I think there a tons of folks that want to throttle AT&T
In what magistrate, what court or patrio-tastic american legal system in this foul year of our lord 2015 is it possible for the 38th largest corporation in the entire world to be forced to answer for their actions? This is america for christ sake, land where a corporation is a person! its homophobia enshrined in law as a manifestation of its unquestionable religious beliefs. If we're going to start with AT&T being forced to abandon its totally legal and fair court of arbitration for this disgusting "justice of the people" then whats next? Companies that cant commit wage theft and union busting? Christ its enough to make me lose my appetite this very instant and had it not been for my sizeable campaign contribution I would turn this bugatti right around and head back to the manor post-haste. But given as its always election season, and dogs will bark, I suppose ill entertain a morsel of caviar for whatever politician has me in gucci shoes this afternoon but I warn you america....you're making corporations feel very hurt and sad.
Regards, The plutocracy.
Good people go to bed earlier.
Isn't addressing accusations of fraud kinda their mandate?
God I hate these guys.
Hope they get sued for everything they own and get taken to the cleaners.

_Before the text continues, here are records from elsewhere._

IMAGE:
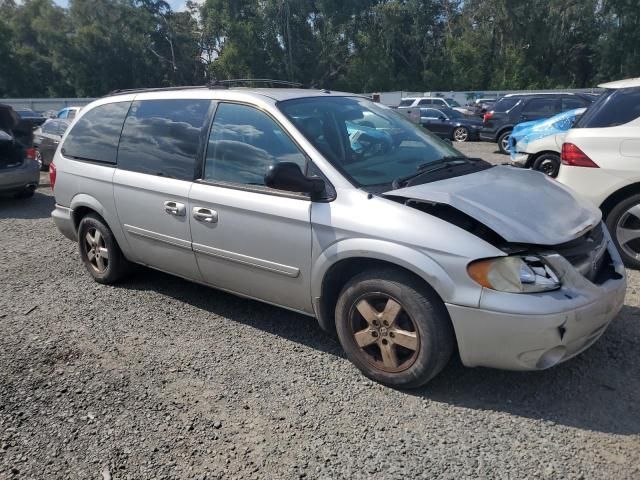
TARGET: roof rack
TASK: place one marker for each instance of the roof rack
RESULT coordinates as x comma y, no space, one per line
239,81
212,85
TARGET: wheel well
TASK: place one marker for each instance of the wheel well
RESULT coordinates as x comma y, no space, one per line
81,212
617,196
502,130
339,274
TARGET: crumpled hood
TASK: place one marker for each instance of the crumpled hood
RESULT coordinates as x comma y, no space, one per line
522,206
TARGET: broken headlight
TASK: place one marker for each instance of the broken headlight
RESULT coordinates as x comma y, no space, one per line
514,274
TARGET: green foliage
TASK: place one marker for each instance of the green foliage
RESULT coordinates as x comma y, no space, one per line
95,46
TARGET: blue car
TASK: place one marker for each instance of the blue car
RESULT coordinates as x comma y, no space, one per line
537,144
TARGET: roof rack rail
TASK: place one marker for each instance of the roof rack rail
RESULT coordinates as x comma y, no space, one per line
212,84
124,91
238,81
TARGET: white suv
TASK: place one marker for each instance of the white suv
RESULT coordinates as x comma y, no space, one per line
601,161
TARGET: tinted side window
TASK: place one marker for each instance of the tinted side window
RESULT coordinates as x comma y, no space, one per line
244,142
162,137
612,108
50,127
95,136
569,103
431,113
505,104
543,107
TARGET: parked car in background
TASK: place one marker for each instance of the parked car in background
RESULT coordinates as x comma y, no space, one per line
538,144
449,123
409,254
29,116
512,109
19,171
68,112
411,106
482,105
601,162
46,139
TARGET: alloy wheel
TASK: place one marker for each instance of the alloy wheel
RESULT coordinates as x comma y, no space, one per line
460,134
97,252
505,143
385,332
628,231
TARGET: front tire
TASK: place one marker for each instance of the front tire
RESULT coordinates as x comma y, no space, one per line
100,252
503,142
623,223
549,164
395,329
461,134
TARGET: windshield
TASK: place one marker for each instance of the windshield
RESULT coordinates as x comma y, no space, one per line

Maybe there still is some justice in America.
I find it interesting that these telecommunication companies want to be known as a Common Carrier only when it benefits them. They want it both ways.
Is that a rip-off of the late great Cmdr Taco? Robo-poster?
You, the moron that you were, were handed a contract, told to read it and if you agreed to it to sign it, and you just signed it without reading a damn word of it.
You agreed to throttling. You probably also agreed to give up your first born. Yes, I know that part's probably not legally enforceable, but do you have the lawyer fees and patience to fight it in court?
Read the fine print before you sign a damn contract. I know it's long and has big words, but at least skim it, and if you disagree with any part of it, don't sign it.
Jesus Fucking Christ, it's not that hard.
You see the same thing at buffets. People are sold "unlimited" but instead of actually infinite it's just arbitrarily high.
I don't know why, but 4G LTE speeds are slow in suburban Philadelphia. I only use like 100 MB a month so I shouldn't be hitting any type of data cap. Maybe lots of people are using $500 smartphones to watch watch cat videos on Youtube. I'm really tempted to switch to another carrier like Cricket.
Let us jump carriers w/out fees for this shit. I'd love to go to Verizon and lose my unlimited account, but can't for another year. Anything else will just show up in our bills as - suck your lawsuit fine bitches fee number 12 (in the fine print of the PDF that requires a google crowbar to find).
I'm curious about what their reasoning is behind the throttling. Does providing the service become less profitable after a certain threshold of usage is reached? (Meaning there is a real cost-per-bit AT&T pays) Does this throttling preserve the fairness of access for all users because the network could not handle more capacity? Is it a matter of not wanting this particular service to compete with other AT&T offerings? Would it defeat a charade of some artificial cost being exploited?
Pure socialism (which is not in itself a bad thing) when combined with players of the same moral fiber as those in the telecom industry creates exactly the problem that you are trying to avoid, except now you have to sue the government for change.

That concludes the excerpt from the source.